Notes on `MetricType` and distances

There are two primary methods supported by Faiss indices, L2 and inner product. Others are supported by IndexFlat.

For the full list of metrics, see here.

METRIC_L2

Faiss reports squared Euclidean (L2) distance, avoiding the square root. This is still monotonic as the Euclidean distance, but if exact distances are needed, an additional square root of the result is needed.

METRIC_INNER_PRODUCT

This is typically used for maximum inner product search. This is not by itself cosine similarity, unless the vectors are normalized (lie on the surface of a unit hypersphere; see cosine similarity below).

How can I index vectors for cosine similarity?

To do this:

build an index with METRIC_INNER_PRODUCT
normalize the vectors prior to adding them to the index (with faiss.normalize_L2 in Python)
normalize the vectors prior to searching them

Note that this is equivalent to using an index with METRIC_L2, except that the distances are related by d_L2^2 = 2 - 2 * d_IP.

Additional metrics

Additional metrics are only supported by IndexFlat, and soon by GpuIndexFlat.

METRIC_L1, METRIC_Linf and METRIC_Lp metrics are supported. METRIC_Lp includes use of Index::metric_arg (C++) / index.metric_arg (Python) to set the power.

METRIC_Canberra, METRIC_BrayCurtis and METRIC_JensenShannon are available as well. For Mahalanobis see below.

How can I index vectors for Mahalanobis distance?

The Mahalanobis distance is equivalent to L2 distance in a transformed space. To transform to that space:

compute the covariance matrix of the data
multiply all vectors (query and database) by the inverse of the Cholesky decomposition of the covariance matrix.
index in a METRIC_L2 index.

Example here: mahalnobis_to_L2.ipynb

How to whiten data with Faiss and compute Mahalnobis distance: demo_whitening.ipynb

How can I do max Inner Product search on indexes that support only L2?

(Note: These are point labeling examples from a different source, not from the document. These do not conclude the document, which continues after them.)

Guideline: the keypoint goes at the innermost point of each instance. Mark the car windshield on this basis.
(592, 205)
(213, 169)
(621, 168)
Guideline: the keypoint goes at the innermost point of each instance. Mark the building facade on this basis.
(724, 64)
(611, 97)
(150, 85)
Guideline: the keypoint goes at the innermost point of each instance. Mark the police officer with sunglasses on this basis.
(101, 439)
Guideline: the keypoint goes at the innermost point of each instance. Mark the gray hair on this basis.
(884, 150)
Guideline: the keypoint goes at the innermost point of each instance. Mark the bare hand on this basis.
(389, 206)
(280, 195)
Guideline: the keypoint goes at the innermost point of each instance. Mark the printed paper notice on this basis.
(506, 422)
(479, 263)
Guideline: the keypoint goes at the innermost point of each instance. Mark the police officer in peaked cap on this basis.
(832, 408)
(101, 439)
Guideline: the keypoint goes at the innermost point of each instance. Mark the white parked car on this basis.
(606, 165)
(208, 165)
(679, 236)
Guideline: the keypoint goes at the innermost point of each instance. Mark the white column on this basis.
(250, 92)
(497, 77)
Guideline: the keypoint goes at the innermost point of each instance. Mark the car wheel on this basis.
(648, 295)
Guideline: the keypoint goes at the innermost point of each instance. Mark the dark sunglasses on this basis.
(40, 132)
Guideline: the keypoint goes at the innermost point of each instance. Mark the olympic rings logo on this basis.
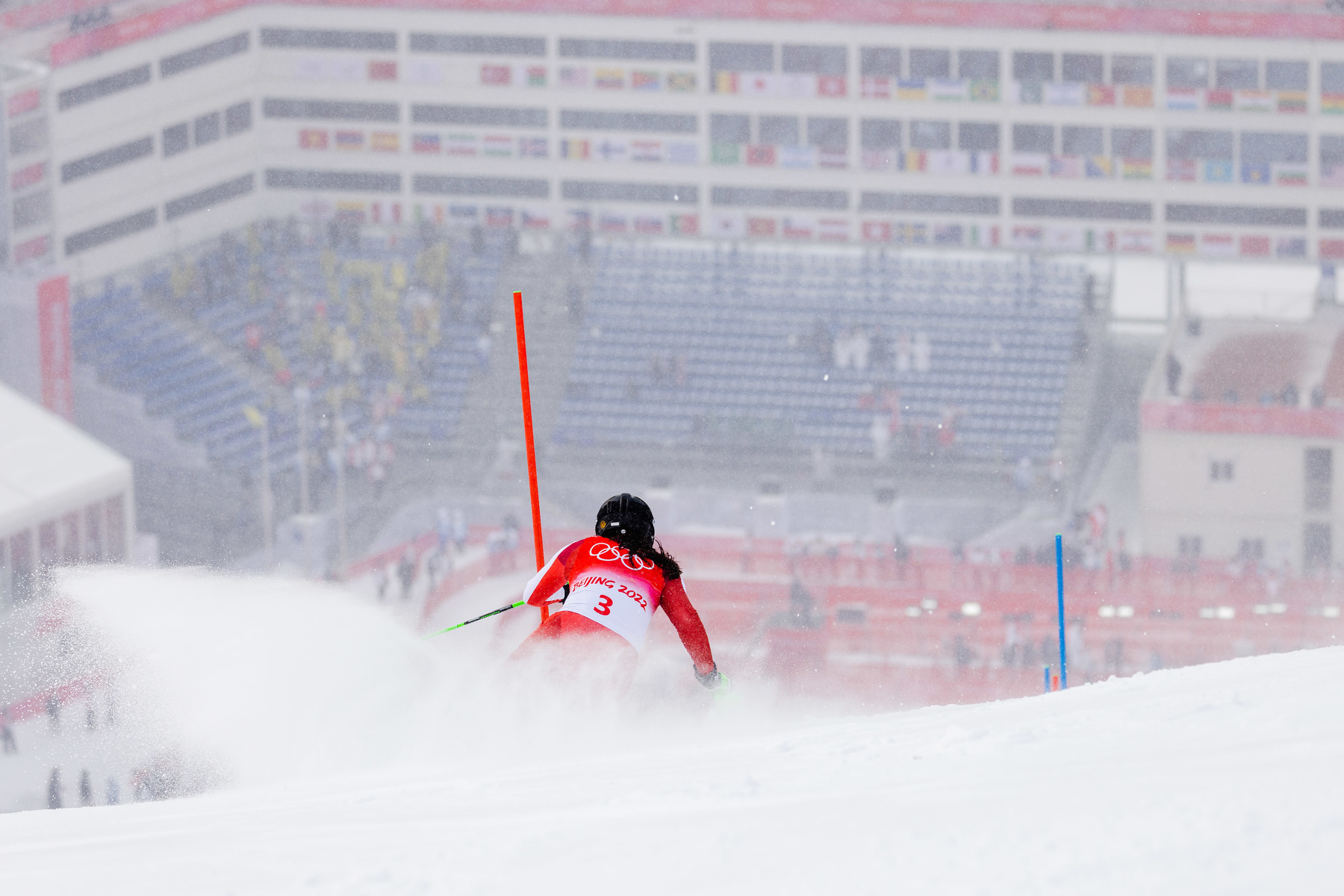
(631, 561)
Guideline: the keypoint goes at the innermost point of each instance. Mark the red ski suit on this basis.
(613, 597)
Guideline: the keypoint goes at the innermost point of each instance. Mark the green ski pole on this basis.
(484, 615)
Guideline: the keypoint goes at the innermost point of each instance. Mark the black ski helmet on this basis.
(625, 517)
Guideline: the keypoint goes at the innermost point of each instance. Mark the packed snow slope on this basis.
(1226, 778)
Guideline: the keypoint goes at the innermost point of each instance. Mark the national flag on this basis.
(1292, 101)
(761, 226)
(1256, 172)
(532, 148)
(725, 153)
(1254, 100)
(833, 87)
(1222, 245)
(571, 148)
(609, 78)
(645, 151)
(682, 152)
(499, 217)
(461, 144)
(912, 89)
(425, 143)
(1030, 164)
(835, 230)
(1098, 167)
(1137, 169)
(1180, 243)
(682, 82)
(574, 77)
(1066, 93)
(1136, 97)
(759, 155)
(1101, 96)
(1218, 171)
(497, 75)
(725, 82)
(875, 87)
(497, 146)
(984, 90)
(648, 225)
(877, 231)
(1182, 169)
(1254, 246)
(1290, 175)
(1290, 247)
(1184, 99)
(685, 225)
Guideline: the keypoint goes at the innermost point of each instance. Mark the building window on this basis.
(1132, 70)
(176, 140)
(1236, 74)
(930, 63)
(1317, 467)
(1316, 547)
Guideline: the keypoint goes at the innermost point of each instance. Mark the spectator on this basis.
(54, 790)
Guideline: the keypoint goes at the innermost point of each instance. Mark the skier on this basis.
(613, 583)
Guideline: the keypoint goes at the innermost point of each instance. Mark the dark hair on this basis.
(651, 550)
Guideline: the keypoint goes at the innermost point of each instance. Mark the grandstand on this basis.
(241, 321)
(784, 349)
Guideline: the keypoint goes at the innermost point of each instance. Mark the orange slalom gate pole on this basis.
(527, 435)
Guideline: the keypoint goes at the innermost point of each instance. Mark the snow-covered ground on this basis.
(364, 759)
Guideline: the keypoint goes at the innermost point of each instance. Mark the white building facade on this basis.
(1100, 136)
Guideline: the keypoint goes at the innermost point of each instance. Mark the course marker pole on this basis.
(1060, 579)
(527, 435)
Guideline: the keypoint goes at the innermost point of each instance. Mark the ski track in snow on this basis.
(1226, 778)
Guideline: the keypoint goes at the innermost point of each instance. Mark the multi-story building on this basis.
(953, 124)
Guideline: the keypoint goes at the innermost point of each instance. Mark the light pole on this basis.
(302, 398)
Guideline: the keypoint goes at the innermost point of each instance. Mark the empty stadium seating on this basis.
(695, 346)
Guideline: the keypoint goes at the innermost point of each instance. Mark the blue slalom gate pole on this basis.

Vectors can be transformed by adding one dimension so that max IP search becomes equivalent to L2 search. See Speeding up the xbox recommender system using a euclidean transformation for inner-product spaces, Bachrach et al, ACM conf on recommender systems, 2014 section 3 that transforms inner product computations into L2 distance computations. See an implementation here demo_IP_to_L2.ipynb.

Note however that while mathematically equivalent, this may not interact well with quantization (and possibly other index structures, see Non-metric similarity graphs for maximum inner product search, Morozov & Babenko, Neurips'18])